Trump and his White House will probably never publicly admit it, but it seems like they're starting to see Schumer's point.
Both Trump and many of his top aides, including chief strategist Steve Bannon, believe that the leaks being directed against Trump and his administration are part of a deep state conspiracy against the Trump presidency, according to a report by Politico. One outside adviser to the president told the site that "the more people talk to him about it, the more he obsesses about it." Meanwhile, a White House official pointed out how the cascade of negative stories is causing Trump to lose control of his own presidency, observing that "we are letting others dictate entirely how we are perceived. The calendar changes every day. There is no rhyme or reason to a lot of it."
One possible casualty of Trump's increasing uncertainty is chief of staff Reince Priebus, who has often been criticized by White House senior aides who talk about Trump's woes to reporters.

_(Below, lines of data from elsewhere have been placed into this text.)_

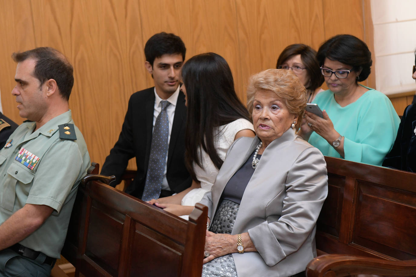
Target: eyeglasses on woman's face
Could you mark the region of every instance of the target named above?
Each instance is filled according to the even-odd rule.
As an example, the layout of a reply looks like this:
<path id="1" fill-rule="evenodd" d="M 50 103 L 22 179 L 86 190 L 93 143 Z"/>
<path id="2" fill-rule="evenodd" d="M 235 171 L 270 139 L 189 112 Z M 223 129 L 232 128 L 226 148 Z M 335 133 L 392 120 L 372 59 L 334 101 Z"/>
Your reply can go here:
<path id="1" fill-rule="evenodd" d="M 327 68 L 325 68 L 324 67 L 319 67 L 319 68 L 321 69 L 321 72 L 322 73 L 322 75 L 325 77 L 331 77 L 332 76 L 332 74 L 335 73 L 335 76 L 341 79 L 346 78 L 348 76 L 348 74 L 352 71 L 352 69 L 349 70 L 336 70 L 335 71 L 333 71 L 331 69 L 328 69 Z"/>
<path id="2" fill-rule="evenodd" d="M 293 66 L 289 66 L 288 65 L 283 64 L 283 65 L 279 66 L 278 69 L 286 69 L 286 70 L 292 69 L 292 71 L 294 73 L 300 74 L 302 73 L 302 71 L 306 69 L 306 68 L 302 67 L 300 66 L 296 65 L 294 65 Z"/>

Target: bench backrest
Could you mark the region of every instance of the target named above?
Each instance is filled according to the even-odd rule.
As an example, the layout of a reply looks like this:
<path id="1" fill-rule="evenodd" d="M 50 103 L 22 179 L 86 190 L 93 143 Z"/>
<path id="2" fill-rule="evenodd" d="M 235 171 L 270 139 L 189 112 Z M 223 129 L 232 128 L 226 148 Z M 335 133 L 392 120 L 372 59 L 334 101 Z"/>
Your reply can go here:
<path id="1" fill-rule="evenodd" d="M 201 276 L 207 212 L 198 205 L 187 221 L 90 176 L 62 254 L 76 276 Z"/>
<path id="2" fill-rule="evenodd" d="M 416 259 L 416 174 L 325 157 L 318 255 Z"/>

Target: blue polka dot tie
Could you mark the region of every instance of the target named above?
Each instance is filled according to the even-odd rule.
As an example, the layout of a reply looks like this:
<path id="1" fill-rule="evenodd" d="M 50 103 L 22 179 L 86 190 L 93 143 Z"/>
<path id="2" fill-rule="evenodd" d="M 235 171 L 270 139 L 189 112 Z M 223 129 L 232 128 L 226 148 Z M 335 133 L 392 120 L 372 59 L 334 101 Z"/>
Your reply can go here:
<path id="1" fill-rule="evenodd" d="M 162 110 L 156 118 L 156 122 L 153 127 L 149 164 L 147 168 L 144 190 L 141 197 L 144 201 L 149 201 L 154 198 L 157 199 L 159 198 L 162 188 L 166 157 L 168 154 L 169 120 L 166 108 L 171 103 L 166 101 L 161 101 L 160 103 Z"/>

The latest negative stories surrounding Trump and Russia involve reports that Trump's son-in-law and adviser, Jared Kushner, attempted to open a back channel with the country. Trump is already working on recruiting a communications team and expanding his legal team in order to more effectively fight his PR and legal battles. Trump is even reported to have asked former FBI Director James Comey to jail journalists who publish classified information.